Di tingkat pertanian, perempuan dapat dilibatkan dalam penggunaan teknologi modern dan praktik pertanian berkelanjutan untuk meningkatkan hasil panen dan kualitas beras. Selain itu, pemberdayaan perempuan dalam pengelolaan keuangan dan pemasaran hasil pertanian dapat membantu mengurangi kerugian dan memastikan keuntungan yang lebih adil bagi petani perempuan.

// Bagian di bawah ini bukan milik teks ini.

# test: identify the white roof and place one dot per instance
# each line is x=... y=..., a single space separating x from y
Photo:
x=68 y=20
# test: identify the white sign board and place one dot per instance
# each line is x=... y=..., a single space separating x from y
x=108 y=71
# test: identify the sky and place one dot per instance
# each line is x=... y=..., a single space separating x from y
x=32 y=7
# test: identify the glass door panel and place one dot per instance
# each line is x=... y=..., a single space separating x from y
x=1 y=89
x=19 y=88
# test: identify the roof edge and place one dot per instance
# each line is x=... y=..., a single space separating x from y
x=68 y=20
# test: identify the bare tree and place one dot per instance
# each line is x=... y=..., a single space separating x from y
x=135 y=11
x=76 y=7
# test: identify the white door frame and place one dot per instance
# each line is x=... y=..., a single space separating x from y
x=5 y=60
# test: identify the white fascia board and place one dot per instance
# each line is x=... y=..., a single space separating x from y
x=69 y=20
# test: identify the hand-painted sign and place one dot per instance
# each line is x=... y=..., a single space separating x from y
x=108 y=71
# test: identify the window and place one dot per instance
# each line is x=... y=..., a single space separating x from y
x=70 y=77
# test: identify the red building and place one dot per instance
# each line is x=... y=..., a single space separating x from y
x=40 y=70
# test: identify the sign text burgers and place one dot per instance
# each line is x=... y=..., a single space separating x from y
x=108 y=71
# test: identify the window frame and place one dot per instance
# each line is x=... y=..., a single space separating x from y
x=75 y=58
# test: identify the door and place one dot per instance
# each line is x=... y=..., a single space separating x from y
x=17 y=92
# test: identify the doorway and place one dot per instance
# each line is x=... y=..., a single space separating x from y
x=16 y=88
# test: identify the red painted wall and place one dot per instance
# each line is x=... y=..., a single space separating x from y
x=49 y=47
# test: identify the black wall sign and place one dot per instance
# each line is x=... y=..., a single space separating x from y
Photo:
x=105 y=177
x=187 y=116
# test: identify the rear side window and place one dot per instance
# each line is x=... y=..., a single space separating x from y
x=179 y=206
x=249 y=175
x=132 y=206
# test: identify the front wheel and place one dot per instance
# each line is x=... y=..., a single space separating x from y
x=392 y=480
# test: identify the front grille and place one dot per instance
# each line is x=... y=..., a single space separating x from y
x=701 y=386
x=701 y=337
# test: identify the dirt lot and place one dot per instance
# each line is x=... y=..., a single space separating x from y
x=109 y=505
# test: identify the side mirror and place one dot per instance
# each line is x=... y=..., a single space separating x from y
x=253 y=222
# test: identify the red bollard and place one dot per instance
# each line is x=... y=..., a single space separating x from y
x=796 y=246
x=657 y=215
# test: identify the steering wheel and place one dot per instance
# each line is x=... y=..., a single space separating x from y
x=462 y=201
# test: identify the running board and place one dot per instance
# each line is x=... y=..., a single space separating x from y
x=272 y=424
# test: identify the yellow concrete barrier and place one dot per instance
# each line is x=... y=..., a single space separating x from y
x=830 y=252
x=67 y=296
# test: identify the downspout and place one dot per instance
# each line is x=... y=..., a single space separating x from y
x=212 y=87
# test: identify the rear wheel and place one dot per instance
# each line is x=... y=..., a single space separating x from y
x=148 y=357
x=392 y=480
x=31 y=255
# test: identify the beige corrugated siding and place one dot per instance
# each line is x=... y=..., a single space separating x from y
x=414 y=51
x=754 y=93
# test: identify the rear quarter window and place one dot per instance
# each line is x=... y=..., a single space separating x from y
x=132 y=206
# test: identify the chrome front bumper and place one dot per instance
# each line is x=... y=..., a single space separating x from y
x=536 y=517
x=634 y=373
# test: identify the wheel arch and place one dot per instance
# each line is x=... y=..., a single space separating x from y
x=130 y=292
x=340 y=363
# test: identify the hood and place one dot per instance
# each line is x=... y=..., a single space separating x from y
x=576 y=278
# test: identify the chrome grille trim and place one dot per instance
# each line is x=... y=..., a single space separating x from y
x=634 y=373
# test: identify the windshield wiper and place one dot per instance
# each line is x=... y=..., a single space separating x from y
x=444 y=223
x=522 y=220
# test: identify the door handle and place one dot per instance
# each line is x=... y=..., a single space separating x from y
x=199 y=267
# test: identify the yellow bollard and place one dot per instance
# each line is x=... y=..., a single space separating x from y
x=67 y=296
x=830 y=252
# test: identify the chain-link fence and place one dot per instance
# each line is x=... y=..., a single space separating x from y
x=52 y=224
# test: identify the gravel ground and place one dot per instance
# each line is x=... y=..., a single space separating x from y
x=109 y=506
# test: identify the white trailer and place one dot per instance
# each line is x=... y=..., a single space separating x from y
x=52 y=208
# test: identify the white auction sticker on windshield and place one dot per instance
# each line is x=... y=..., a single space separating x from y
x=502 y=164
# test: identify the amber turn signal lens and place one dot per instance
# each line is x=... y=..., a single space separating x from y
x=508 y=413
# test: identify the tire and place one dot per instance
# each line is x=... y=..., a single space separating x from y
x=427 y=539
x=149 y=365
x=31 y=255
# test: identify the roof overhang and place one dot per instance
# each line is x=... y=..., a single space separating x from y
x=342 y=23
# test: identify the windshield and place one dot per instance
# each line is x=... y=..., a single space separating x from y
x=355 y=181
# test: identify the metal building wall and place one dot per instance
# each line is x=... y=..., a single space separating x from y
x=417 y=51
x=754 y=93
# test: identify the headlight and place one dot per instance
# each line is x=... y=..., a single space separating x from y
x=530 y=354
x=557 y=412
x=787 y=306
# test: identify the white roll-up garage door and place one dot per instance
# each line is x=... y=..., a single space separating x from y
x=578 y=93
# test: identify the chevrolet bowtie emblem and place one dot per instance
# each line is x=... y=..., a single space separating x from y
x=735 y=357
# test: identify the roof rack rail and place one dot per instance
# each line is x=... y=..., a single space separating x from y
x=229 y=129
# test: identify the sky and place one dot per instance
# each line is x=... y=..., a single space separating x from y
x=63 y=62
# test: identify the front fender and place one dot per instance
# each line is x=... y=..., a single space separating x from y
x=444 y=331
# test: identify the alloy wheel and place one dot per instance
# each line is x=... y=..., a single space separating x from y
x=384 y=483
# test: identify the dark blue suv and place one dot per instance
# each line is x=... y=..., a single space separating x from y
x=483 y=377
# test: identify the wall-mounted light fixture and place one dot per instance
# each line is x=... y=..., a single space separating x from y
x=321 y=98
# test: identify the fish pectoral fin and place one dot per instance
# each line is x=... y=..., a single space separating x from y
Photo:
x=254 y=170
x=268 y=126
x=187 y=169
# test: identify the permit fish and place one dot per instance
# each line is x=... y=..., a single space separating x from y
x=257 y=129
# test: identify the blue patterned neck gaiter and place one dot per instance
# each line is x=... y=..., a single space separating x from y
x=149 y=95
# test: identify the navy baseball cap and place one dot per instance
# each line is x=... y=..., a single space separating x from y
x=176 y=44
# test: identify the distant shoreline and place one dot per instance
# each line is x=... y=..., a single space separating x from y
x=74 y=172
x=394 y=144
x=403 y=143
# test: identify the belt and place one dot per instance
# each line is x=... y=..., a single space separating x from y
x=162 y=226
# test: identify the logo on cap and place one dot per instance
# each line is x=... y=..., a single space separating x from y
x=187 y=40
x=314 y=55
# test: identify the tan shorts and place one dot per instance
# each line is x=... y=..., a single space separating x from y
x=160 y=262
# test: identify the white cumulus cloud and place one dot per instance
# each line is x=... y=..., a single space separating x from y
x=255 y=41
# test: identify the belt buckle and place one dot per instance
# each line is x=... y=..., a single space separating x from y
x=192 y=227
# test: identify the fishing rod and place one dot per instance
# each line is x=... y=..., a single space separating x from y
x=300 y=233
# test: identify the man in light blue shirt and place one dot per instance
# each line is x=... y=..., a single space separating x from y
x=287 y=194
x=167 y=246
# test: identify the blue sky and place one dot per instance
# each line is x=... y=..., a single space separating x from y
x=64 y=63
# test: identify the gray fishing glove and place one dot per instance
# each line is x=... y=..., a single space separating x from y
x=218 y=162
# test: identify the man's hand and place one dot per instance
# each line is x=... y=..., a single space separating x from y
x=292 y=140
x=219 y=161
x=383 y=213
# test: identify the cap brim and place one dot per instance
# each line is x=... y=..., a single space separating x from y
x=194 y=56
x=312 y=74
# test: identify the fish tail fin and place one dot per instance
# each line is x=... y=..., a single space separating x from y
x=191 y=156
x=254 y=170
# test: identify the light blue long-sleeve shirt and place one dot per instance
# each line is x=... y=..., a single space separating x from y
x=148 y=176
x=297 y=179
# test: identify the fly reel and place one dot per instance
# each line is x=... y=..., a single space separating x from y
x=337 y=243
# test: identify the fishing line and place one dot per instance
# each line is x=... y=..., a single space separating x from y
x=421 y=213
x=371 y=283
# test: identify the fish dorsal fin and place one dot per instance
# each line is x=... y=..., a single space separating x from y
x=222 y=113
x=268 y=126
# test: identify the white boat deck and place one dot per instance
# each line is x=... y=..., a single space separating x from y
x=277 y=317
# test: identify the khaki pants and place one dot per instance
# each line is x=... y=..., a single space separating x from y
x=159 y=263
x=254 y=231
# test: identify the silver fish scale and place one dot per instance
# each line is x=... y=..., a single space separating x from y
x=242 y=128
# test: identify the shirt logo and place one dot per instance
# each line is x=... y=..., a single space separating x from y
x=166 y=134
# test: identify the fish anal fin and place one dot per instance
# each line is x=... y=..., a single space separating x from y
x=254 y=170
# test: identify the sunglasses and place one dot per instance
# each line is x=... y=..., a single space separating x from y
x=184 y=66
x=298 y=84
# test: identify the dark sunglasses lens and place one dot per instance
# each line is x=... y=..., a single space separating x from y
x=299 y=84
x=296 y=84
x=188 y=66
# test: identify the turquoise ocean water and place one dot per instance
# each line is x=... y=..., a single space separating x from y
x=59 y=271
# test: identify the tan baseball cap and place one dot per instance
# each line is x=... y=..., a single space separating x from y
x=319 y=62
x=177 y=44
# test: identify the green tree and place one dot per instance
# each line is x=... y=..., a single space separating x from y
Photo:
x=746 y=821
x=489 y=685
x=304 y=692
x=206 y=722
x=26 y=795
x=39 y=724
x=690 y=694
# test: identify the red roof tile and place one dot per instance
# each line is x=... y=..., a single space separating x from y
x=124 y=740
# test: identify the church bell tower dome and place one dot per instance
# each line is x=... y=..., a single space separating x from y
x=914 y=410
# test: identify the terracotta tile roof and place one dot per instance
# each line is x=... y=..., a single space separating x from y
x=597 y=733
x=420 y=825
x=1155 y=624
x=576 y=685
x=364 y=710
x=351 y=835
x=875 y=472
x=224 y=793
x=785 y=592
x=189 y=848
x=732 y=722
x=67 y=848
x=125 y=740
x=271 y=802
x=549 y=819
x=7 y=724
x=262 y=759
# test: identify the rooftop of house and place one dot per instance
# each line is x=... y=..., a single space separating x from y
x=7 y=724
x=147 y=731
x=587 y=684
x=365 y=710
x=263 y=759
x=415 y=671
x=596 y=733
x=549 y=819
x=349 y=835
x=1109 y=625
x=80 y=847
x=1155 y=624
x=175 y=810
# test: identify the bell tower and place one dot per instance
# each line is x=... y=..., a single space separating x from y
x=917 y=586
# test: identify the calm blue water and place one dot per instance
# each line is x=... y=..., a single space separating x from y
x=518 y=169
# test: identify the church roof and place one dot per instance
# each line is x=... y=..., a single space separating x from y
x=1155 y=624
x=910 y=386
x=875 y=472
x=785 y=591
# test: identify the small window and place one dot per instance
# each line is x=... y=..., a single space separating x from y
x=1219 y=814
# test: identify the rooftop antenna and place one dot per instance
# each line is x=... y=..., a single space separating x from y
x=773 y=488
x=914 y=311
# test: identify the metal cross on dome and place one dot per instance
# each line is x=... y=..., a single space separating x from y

Selanjutnya, dalam distribusi dan perdagangan beras, perempuan dapat berperan dalam manajemen gudang, transportasi, dan penjualan. Dengan memberikan akses yang sama kepada perempuan dalam rantai pasokan, dapat tercipta sistem yang lebih efisien dan inklusif, yang pada akhirnya dapat membantu mengendalikan harga beras.
Pemberdayaan perempuan juga memiliki dampak positif yang luas di luar sektor pertanian. Perempuan yang memiliki akses ke pendidikan dan pelatihan memiliki kesempatan yang lebih besar untuk berpartisipasi dalam ekonomi formal, sehingga mengurangi tekanan pada sektor pertanian dan meningkatkan diversifikasi ekonomi.
Namun, untuk mewujudkan potensi pemberdayaan perempuan dalam mengatasi kenaikan harga beras, diperlukan komitmen dari berbagai pihak, termasuk pemerintah, sektor swasta, dan masyarakat sipil. Investasi dalam pendidikan, kesehatan, dan infrastruktur yang mendukung perempuan harus diprioritaskan, sementara kebijakan yang mendukung kesetaraan gender dan akses perempuan terhadap sumber daya harus diperkuat.